形勢逆転の糸口を探す。彼女の『泣き所』を必死で探る。
しかし、見いだせない。余裕タップリな態度の彼女。付け入るスキがなかなか見当たらない。
しかしながら『ここ』が踏ん張りどころなのだ。対抗心は燃やし尽くすまで燃やしたい。底力でもって彼女をアッと言わせたいのだ。その底力が根拠の無い底力だとしても。
ぼくは彼女の容姿の『ある点』に注目した。
今日「CM研」でぼくをイジメてきた吉田さんは身長152センチ。現在ぼくをイジメてきているさやかさんは身長163センチ。さやかさんの方が吉田さんよりもスラッとしていてオトナっぽい。

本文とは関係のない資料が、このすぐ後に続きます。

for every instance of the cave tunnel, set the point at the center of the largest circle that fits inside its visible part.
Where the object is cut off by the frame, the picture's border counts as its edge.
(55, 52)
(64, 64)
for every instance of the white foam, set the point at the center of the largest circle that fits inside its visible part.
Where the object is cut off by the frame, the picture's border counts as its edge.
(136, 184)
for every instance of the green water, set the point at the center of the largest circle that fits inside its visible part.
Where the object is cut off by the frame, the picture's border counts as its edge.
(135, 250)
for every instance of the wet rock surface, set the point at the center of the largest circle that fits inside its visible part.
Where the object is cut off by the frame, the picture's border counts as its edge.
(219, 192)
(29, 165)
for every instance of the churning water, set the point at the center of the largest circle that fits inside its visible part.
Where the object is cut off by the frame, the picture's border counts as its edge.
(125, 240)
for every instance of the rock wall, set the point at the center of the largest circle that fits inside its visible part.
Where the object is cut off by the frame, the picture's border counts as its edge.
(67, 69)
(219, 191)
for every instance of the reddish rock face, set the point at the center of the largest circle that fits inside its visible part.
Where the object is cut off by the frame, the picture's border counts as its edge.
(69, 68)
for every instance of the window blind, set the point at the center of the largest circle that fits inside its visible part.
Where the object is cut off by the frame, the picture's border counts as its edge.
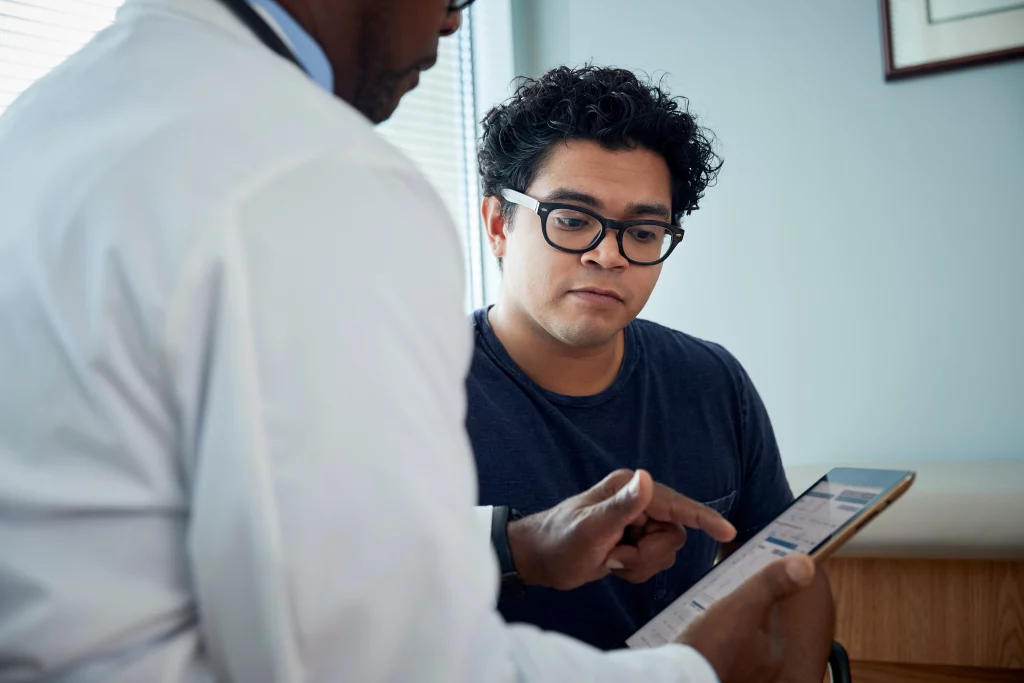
(434, 125)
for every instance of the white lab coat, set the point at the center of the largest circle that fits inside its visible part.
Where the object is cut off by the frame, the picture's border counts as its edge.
(231, 402)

吉田さんはいつでも髪にリボンを付けている。緑と白の2色のリボン。そのリボンによって吉田さんのコドモっぽさが増幅される。
現在相対(あいたい)しているさやかさんが髪にリボンを付けている所など見たコトが無い。
今こうしてさやかさんを見ているとさやかさんの『オトナ』が一層際立つ。なぜか? 吉田さんと比較しているからだ。さやかさんと吉田さんの容姿を脳裏で重ね合わせる。さやかさんが一際オトナっぽく見え、吉田さんが一際コドモっぽく見える。
その『対比』の理由。というより、対比の『決め手』。
『決め手』となるモノ。つまり、キーアイテム。
軽く息を吸ってみる。
それから、
「――リボンでも付けてくれたなら、もうちょっと可愛げが出てくるのに。」
と優しい声で言ってみる。
もちろん、さやかさんに対して。
「……いきなり何なの。リボン……? 『付けてくれたなら』って……それってつまり、わたしが髪にリボン付けてるとこ……利比古くんは見てみたいってワケなの」
即座に、
「ハイ。可愛げのあるさやかさんも見てみたいので」
とキッパリ言う。
さやかさんは腰を浮かせ始めていた。ジワジワと立ち上がり姿勢に近付いていった。
そしてとうとう完全に立ち上がった。眼は真下しか見ていない。
……ぼく、勝っちゃったみたいだ。